Much is known about Farak’s misconduct at the Amherst Public Health laboratory. The new Globe article addresses several concerning issues about the integrity of the work that she performed at the Hinton Drug Lab between 2003 and 2012, but it also raises serious questions about whether the OIG was itself engaged in fraud by intentionally misrepresenting that Annie Dookhan was the sole bad actor at Hinton.

The OIG began its investigation into the Hinton Drug Lab in 2012, following Dookhan’s infamous admission that she had been committing fraud for years and that she had purposefully converted negative drug test results into positives in order to cover her tracks. After a yearlong investigation costing the taxpayers an estimated $6.2 million, the OIG issued a March 14, 2014 “comprehensive” report concluding that Annie Dookhan was the sole bad actor at the lab.

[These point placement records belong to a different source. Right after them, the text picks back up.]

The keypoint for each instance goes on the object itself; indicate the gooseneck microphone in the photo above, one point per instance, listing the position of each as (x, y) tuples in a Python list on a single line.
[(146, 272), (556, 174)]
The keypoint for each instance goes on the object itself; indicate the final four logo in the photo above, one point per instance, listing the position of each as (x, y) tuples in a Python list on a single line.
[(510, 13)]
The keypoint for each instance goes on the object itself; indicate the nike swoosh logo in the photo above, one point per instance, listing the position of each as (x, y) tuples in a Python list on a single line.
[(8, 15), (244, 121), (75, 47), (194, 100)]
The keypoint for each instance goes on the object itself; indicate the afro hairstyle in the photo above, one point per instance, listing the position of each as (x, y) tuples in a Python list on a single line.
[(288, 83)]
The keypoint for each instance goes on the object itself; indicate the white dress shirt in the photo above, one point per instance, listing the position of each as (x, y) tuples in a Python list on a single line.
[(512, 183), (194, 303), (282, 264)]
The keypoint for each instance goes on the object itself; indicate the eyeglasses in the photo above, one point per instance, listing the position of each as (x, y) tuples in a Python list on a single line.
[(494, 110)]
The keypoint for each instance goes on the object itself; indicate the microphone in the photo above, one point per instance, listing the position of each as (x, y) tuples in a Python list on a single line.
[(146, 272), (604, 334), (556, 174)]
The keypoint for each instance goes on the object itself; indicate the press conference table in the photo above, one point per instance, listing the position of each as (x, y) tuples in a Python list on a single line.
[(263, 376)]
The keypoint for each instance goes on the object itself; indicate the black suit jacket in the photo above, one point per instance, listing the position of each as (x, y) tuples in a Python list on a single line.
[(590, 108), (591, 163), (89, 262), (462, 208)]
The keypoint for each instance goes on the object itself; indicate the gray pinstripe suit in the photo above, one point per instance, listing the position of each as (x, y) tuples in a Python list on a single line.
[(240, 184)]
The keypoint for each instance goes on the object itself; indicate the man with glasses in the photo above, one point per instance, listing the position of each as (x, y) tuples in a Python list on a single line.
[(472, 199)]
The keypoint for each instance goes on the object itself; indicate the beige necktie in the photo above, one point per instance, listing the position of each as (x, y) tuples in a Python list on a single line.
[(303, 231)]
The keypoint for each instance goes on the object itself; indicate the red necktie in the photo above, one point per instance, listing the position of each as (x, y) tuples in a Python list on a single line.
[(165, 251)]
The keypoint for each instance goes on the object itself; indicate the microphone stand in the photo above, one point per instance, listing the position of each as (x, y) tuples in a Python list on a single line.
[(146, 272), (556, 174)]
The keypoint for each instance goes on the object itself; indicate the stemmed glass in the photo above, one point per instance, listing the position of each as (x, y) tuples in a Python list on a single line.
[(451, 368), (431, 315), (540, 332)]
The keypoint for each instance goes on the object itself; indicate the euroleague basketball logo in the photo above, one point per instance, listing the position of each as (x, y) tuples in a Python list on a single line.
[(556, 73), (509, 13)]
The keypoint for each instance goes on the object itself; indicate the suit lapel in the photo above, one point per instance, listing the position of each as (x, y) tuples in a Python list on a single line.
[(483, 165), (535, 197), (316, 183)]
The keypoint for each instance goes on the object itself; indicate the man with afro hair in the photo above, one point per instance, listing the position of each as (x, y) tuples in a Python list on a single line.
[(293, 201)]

However, the recently released e-mails show that the OIG was warned multiple times – by its own expert – that Sonja Farak’s testing volume at the Hinton Lab was on par with or exceeded Dookhan’s and was likely indicative of fraud. Indeed, the expert followed up with OIG a month before it issued its report, warning that the issue was not limited to Dookhan.

Equally concerning, however, is the fact that the OIG’s expert reached these conclusions within approximately two weeks of Farak’s indictment for distinct misconduct at the Amherst lab, but his opinion was never shared with defense counsel, even though it was clearly exculpatory.

“They had to have known, almost immediately, the implications of their own expert’s findings,” said Atty. Post. “But they still did not release his conclusions or the underlying data to the public. If this information had been released when it should have been, thousands of defendants would not have had to live with the collateral consequences of wrongfully obtained drug convictions.”

This is hardly the end of the concerns regarding the Hinton laboratory. Attorney Post and others litigating these cases remain concerned about the unrealistic productivity of other chemists at the lab and their dishonesty both about following protocols and in their statements to law enforcement. We expect significant additional developments in the coming weeks.